One of Michael Gove’s first acts was to write to every school in the country – that includes tens of thousands of highly successful schools – and offer them academy status. Research by the Sutton Trust shows that many of the schools Gove wants to turn into academies are taking 40 per cent fewer poor pupils than the national average. David Blunkett has explained the practical flaws in Gove’s ideological plan but the academies model is now hardly recognisable from its original purpose.
And that brings us back to school admissions. Because if large numbers of schools are encouraged to take up academy status, they will become their own admissions authorities and will not be part of the local authority admissions process. That will undermine the comprehensive principle that Andy Burnham says he is so passionate about because academies can select a proportion of pupils by aptitude and can set other admissions criteria that makes them effectively selective.

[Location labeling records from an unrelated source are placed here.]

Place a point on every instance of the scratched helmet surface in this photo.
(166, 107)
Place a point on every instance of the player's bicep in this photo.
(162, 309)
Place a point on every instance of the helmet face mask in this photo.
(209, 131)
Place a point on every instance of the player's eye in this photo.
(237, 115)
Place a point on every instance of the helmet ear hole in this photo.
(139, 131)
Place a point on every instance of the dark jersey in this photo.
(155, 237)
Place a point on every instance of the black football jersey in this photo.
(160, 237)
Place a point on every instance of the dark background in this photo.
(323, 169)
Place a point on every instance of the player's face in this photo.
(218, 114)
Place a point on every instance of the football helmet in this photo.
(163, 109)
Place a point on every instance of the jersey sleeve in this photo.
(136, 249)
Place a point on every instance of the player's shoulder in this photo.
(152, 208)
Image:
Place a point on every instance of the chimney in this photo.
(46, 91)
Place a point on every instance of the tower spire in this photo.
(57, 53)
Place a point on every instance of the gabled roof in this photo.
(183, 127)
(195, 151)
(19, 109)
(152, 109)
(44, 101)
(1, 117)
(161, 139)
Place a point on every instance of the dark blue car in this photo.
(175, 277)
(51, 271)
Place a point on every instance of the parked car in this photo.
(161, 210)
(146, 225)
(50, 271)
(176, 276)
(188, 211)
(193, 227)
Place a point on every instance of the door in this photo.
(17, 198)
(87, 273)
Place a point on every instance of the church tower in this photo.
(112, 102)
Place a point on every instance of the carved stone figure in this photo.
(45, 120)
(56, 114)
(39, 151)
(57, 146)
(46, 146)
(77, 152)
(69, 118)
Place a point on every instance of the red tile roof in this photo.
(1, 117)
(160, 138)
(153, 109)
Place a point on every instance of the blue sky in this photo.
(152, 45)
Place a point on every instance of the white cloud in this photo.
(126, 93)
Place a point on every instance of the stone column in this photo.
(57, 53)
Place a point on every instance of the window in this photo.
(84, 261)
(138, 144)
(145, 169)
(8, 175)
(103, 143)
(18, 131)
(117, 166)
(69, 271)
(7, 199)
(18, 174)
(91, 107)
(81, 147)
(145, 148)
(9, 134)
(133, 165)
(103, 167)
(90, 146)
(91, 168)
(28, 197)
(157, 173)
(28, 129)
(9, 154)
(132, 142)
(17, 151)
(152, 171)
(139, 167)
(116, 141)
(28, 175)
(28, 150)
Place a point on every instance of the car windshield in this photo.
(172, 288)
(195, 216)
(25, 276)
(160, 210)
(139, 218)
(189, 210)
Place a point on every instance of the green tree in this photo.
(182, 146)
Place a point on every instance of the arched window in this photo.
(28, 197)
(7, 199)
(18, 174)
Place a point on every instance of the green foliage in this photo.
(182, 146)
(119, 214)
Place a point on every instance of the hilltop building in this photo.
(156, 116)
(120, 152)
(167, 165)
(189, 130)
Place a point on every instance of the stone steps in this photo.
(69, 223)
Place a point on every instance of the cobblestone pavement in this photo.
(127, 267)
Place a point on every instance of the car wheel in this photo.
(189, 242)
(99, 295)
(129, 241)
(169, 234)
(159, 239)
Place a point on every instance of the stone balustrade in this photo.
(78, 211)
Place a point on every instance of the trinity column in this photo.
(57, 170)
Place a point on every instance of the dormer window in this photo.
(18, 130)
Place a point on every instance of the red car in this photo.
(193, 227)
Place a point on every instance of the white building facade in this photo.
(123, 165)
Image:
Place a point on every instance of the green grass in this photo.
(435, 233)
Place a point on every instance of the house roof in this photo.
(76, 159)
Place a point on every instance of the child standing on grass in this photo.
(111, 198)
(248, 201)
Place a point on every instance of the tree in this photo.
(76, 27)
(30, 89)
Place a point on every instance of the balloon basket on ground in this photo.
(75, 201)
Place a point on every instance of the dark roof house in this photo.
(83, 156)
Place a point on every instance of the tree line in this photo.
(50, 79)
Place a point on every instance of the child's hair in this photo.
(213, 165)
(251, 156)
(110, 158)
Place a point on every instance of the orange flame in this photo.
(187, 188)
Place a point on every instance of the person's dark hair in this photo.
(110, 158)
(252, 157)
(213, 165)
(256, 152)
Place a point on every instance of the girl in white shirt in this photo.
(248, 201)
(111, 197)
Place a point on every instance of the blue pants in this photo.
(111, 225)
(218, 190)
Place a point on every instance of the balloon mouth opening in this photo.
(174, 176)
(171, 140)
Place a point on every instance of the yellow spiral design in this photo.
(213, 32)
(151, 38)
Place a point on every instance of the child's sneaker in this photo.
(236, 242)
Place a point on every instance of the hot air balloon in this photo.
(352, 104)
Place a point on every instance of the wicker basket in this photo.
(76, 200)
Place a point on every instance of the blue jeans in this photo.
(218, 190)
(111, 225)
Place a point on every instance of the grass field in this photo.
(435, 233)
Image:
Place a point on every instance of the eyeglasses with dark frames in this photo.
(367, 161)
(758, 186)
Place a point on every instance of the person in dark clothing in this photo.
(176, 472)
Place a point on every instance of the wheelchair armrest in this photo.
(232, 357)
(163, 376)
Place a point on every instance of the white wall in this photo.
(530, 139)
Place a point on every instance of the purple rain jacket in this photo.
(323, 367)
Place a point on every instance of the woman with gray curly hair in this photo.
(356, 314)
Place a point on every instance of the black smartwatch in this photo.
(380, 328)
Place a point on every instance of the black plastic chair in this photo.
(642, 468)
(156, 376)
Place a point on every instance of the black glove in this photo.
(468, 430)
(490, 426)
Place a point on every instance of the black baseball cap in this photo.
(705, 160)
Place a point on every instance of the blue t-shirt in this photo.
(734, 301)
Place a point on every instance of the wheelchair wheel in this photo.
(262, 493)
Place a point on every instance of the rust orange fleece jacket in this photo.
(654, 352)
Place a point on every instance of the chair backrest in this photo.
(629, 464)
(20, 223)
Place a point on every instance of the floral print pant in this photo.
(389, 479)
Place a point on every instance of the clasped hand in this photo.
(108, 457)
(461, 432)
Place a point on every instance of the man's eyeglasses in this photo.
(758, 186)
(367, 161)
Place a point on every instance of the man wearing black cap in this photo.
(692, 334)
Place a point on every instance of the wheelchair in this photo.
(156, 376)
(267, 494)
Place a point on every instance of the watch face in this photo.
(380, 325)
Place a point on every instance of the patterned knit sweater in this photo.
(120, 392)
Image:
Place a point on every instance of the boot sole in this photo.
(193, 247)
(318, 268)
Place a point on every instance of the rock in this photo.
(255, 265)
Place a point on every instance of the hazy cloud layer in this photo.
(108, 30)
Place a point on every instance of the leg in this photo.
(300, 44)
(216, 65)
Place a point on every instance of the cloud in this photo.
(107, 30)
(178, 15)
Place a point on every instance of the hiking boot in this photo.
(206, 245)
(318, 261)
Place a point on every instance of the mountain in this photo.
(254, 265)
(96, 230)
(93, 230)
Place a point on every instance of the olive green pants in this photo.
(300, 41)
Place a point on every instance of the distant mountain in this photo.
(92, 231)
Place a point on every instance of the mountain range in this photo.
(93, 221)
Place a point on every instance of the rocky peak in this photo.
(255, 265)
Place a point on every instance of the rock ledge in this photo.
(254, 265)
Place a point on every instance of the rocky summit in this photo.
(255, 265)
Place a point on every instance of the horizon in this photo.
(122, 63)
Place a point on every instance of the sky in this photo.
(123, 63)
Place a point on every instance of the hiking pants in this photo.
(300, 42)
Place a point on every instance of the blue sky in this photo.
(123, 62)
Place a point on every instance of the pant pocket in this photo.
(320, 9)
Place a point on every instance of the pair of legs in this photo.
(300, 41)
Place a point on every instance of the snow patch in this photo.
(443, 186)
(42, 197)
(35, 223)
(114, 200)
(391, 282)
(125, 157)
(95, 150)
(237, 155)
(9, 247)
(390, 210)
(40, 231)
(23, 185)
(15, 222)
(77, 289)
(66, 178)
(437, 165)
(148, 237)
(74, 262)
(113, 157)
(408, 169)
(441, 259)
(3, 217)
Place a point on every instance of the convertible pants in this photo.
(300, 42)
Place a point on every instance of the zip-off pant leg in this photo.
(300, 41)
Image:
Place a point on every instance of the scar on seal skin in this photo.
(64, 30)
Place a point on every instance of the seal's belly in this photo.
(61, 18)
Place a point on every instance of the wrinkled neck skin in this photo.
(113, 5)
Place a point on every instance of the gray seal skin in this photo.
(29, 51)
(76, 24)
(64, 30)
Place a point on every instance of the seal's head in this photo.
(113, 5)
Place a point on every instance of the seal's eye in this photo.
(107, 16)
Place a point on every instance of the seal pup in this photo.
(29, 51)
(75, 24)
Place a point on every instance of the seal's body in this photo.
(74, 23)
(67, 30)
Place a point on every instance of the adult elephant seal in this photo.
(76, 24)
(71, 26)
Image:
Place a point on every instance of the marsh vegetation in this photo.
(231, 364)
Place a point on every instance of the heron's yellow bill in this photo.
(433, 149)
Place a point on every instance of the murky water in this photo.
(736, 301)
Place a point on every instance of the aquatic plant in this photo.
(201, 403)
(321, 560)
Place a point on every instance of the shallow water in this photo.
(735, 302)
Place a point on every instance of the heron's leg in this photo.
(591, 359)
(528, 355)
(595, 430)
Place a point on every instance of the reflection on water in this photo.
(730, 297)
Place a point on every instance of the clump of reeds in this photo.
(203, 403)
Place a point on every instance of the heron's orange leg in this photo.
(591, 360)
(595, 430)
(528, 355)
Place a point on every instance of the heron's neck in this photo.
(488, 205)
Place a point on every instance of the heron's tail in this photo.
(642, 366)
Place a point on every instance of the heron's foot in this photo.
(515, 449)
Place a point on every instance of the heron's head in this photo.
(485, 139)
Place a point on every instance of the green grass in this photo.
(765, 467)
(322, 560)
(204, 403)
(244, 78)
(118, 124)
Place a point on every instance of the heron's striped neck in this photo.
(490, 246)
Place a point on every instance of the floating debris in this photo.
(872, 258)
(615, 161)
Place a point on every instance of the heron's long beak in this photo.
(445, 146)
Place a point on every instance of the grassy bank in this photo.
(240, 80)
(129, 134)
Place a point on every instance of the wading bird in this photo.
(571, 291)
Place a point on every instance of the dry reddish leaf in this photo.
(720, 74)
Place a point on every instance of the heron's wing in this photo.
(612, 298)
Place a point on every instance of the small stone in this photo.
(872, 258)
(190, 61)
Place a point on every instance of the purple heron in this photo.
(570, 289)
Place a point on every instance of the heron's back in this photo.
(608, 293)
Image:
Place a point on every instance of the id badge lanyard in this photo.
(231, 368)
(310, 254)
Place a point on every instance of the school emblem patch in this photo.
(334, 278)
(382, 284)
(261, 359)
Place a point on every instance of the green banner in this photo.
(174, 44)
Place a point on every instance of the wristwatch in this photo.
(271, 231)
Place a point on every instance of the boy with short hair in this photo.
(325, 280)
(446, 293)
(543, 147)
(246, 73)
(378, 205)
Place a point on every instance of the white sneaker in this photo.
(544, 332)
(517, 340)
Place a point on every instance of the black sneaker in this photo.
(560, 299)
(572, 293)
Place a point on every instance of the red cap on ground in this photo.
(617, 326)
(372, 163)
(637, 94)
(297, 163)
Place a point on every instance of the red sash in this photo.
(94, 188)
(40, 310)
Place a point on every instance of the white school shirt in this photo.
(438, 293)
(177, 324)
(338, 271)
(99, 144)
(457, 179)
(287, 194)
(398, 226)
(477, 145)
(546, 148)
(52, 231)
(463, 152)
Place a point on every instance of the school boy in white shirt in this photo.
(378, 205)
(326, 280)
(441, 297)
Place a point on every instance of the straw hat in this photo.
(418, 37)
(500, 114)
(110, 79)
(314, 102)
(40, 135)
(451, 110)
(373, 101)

David Miliband continues to claim credit for creating the Building Schools for the Future programme when he was junior schools minister under Charles Clarke, despite the fact that Ed Miliband and Ed Balls were advising the Chancellor on this multi-billion pound, decade long programme to rebuild or refurbish every single secondary school in the country. What David Miliband definitely does deserve the credit for is agreeing the social partnership agreement with every teaching and support staff union other than the NUT. It was a successful workforce reform that set new ground for industrial relations in the public sector. In his opening statement at the New Statesman hustings, David Miliband quoted Tony Crosland and said he is standing “to tackle inequalities of wealth, power and opportunity”. That is going to require a renewed public service reform agenda that he has yet to set out.
Ed Balls got the biggest cheer of the night on Monday when he criticised Labour MP Frank Field for questioning the value of breakfast clubs as his first act after being appointed by David Cameron. Breakfast clubs, as well as extended schools and out of hours activities were a huge part of Labour’s school reform agenda but the left needs new reforms to argue in favour of, as well as opposing the reforms of the coalition government.